Source : Rapport Annuel 2022 (page 39)
Source : Rapport Annuel 2022 (page 42)
- Red Flag n°8 : Pour continuer sur cette lancée, il y a 17 millions d’options en l’air avec un strike à 0,07$ par action. Cela ne préfigure clairement pas d’incentive pour le management qui va prendre de l’argent quoiqu’il arrive à la trajectoire de la société dans les prochains trimestres.
Source : Rapport Annuel 2022 (page 39)
- Red Flag n°9 : Nous observons ensuite une provision pour mauvaise dette (“bad debt”) de 437 497 AUD en 2022. Autrement dit, 5% du chiffre d’affaires de 2022 (hors crédit d’impôt) est mis en provision car il semble avoir été réalisé auprès d’une clientèle insolvable ou qui ne paie pas. Tout ceci semble anormalement élevé. Cela permet également à l’entreprise de potentiellement jongler artificiellement les cash flow puisque les provisions sont un élément non-cash.
Source : Rapport Annuel 2022 (page 34)
- Red Flag n°10 : Enfin, dixième et dernier “red flag” identifié ici : la dernière publication du Q1 2023. Comme un clou dans le cercueil, cette dernière annonce des retards de facturation et des projets retardés aux Etats-Unis avec un impact sur la “cash collection”. Etonnant pour une activité supposée SaaS où normalement le client paie en avance pour accéder aux services.

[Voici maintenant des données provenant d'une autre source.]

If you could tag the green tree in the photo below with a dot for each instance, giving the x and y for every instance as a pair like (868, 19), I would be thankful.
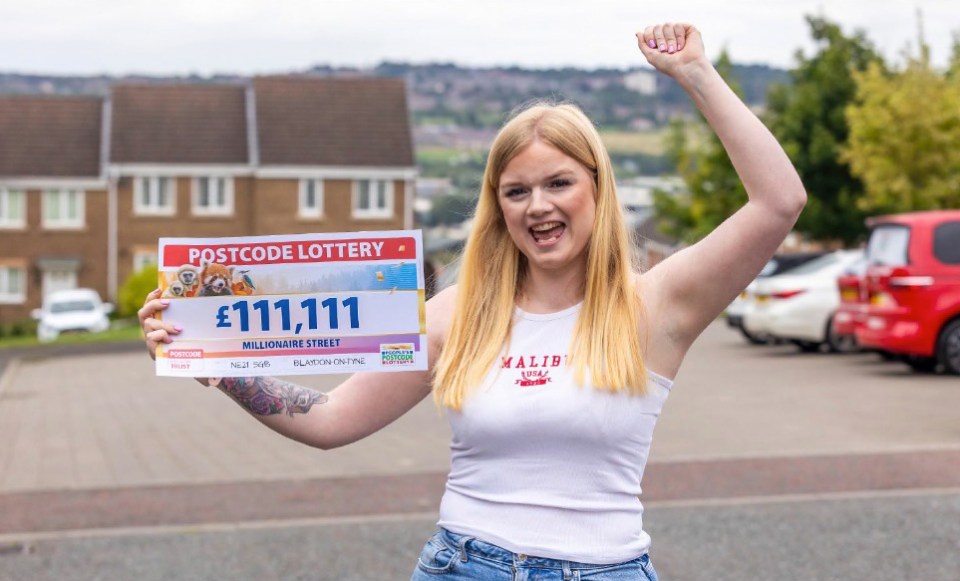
(905, 137)
(134, 290)
(808, 119)
(714, 190)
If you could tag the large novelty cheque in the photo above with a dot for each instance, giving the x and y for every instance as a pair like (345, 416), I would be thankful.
(282, 305)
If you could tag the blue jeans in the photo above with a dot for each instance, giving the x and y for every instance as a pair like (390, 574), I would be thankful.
(451, 557)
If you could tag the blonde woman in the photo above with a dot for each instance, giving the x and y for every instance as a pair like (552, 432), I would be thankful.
(552, 356)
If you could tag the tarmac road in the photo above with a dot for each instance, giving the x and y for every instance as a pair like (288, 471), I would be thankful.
(881, 537)
(768, 464)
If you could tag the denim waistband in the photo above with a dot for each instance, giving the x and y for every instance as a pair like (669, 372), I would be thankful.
(472, 546)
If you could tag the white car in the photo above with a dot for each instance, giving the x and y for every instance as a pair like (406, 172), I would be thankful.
(744, 301)
(69, 311)
(798, 304)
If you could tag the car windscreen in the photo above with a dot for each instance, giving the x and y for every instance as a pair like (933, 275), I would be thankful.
(814, 265)
(888, 245)
(72, 306)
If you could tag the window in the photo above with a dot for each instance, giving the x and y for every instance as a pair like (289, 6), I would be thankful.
(888, 245)
(946, 242)
(154, 196)
(12, 285)
(63, 209)
(143, 258)
(311, 199)
(213, 196)
(373, 199)
(12, 209)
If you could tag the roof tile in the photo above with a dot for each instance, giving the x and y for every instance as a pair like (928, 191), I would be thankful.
(50, 136)
(180, 124)
(310, 121)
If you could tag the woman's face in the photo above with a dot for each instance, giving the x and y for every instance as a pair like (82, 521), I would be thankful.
(548, 203)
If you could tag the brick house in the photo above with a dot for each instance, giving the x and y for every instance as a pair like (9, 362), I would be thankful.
(278, 155)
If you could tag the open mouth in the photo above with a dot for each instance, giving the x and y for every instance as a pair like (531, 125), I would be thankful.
(547, 232)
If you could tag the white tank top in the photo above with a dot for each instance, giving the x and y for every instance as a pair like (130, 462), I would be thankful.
(543, 467)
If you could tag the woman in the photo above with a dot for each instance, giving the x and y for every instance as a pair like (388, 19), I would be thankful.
(552, 354)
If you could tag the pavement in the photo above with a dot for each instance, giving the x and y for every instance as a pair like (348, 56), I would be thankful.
(99, 455)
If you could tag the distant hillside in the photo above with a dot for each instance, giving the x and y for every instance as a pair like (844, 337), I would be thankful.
(479, 98)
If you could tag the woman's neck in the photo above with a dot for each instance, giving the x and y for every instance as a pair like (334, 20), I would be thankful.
(552, 290)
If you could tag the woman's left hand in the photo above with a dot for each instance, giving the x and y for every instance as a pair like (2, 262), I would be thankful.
(671, 48)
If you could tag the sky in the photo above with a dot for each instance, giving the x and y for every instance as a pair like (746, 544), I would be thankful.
(258, 36)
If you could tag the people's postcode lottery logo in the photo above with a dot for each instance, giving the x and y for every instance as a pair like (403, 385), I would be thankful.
(396, 353)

Source : Quarterly Activities/Appendix 4C Cash Flow Report du 31/01/2023
Pour aller plus loin, j’ai mis les liens, les documents et les pages correspondantes pour que vous puissiez vérifier par vous-même et retracer le cheminement lorsque l’on recherche de potentielles anomalies sur une société.
Comme vous pouvez le deviner, tout ceci n’inspire pas vraiment confiance. Et même si le chiffre d’affaires continue de grandir dans les prochaines années, avez-vous envie d’investir dans ce genre de société ? Peut-être que Pointerra améliorera sa situation actuelle et se révèlera être un bon investissement mais en attendant, il y a beaucoup de risques sur cette société. Lorsque nous souhaitons devenir actionnaires d’une société sur le long terme et donc partenaires de l’équipe dirigeante, nous devons avoir confiance en elle car c’est nos économies qu’ils ont entre leurs mains.
Identifier de potentiels “red flags” fait partie du travail d’un investisseur. Malheureusement, tous les investisseurs ne prennent pas forcément le temps d’étudier en profondeur les états financiers d’une société avant d’y investir. Je vous invite à penser par vous-même et à faire ce travail, qui, certes prend du temps, mais vous permettra d’éviter de grosses erreurs et à terme d’identifier les sociétés les plus qualitatives.